Ken Melson, the acting director of the ATF, lobbed the accusation when he sneaked in for an interview with congressional investigators on July 4, two days ahead of his scheduled interview with the inspector general about the operation known as "Fast and Furious," Fox News has learned.
"If his account is accurate, then ATF leadership appears to have been effectively muzzled while the DOJ sent over false denials and buried its head in the sand," Rep. Darrell Issa, chairman of the Oversight and Government Reform Committee, said in a letter Tuesday to Attorney General Eric Holder. "That approach distorted the truth and obstructed our investigation."
The Justice Department is reportedly looking to oust Melson, who has been acting ATF director since April 2009, as the agency deals with its biggest scandal in nearly two decades. Andrew Traver, who was tapped in November by President Obama to become the permanent ATF director, could be named as acting director until the Senate acts on his nomination, sources have said.

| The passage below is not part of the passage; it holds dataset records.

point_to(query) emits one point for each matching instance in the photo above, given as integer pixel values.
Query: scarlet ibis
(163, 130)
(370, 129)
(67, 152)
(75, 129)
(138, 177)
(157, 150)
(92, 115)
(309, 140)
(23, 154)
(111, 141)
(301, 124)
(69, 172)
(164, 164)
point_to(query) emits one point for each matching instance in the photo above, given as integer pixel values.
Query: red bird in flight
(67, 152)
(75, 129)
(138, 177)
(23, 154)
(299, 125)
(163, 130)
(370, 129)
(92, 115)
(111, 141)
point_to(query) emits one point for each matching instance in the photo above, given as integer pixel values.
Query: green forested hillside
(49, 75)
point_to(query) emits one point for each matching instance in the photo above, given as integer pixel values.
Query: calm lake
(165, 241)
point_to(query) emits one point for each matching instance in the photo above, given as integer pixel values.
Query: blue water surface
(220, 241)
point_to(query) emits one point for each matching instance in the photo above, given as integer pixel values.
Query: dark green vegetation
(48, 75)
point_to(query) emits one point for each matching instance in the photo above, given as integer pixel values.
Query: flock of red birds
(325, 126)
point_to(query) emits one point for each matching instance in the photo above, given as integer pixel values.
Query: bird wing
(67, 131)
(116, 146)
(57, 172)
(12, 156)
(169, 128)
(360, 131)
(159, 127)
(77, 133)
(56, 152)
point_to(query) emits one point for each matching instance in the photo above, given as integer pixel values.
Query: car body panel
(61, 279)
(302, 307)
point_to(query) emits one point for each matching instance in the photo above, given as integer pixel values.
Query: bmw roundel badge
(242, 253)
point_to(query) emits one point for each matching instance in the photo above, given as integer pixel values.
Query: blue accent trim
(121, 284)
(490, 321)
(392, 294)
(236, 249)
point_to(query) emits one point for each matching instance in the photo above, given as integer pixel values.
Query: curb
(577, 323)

In a separate development, congressional sources have learned that not only was U.S. taxpayer money being used to buy guns that were later sent to Mexico, but the main target of the investigation was actually a FBI informant and former drug dealer who had been deported years ago.
"Fast and Furious" has been at the center of an investigation by Issa and Sen. Charles Grassley, R-Iowa. The operation began in the fall of 2009 as an effort to trace and stop the trafficking of illegal guns on the Southwest border, but instead allowed thousands of guns to get into the hands of Mexican cartel members.
The two say they learned about the program after Border Patrol Agent Brian Terry was killed in December 2010. At the crime scene were two guns linked to the "Fast and Furious" operation.
At an Oversight and Government Reform Committee hearing last month, three federal firearms investigators testified that they wanted to "intervene and interdict" loads of guns, but were repeatedly ordered to step aside to allow suspected smugglers to carry the weapons over the border.
Issa and Grassley have urged Holder to cooperate and turn over subpoenaed records that would reveal the scope of the government coverup.
The alleged coverup involves three law enforcement agencies: the ATF, FBI and the DEA, or Drug Enforcement Administration.
According to sources, unbeknown to the ATF, the target of their operation was a FBI confidential informant, a fact that only became known to them in April of this year after an 18-month investigation that cost millions of dollars of tax dollars.
"They were going after someone they could never have," a source in Washington told Fox News. "The Mr. Big they wanted was using government money to buy guns that went to the cartels. The FBI knew it and didn't tell them."
The confidential informant is a former high-level drug dealer who had been deported by the DEA. The FBI, however, recruited him as a counter-terrorism informant, providing information on potential dirty bombs or Al Qaeda suspects moving through the border region.
The FBI informant was picked up on a DEA wiretap, and forwarded to the ATF.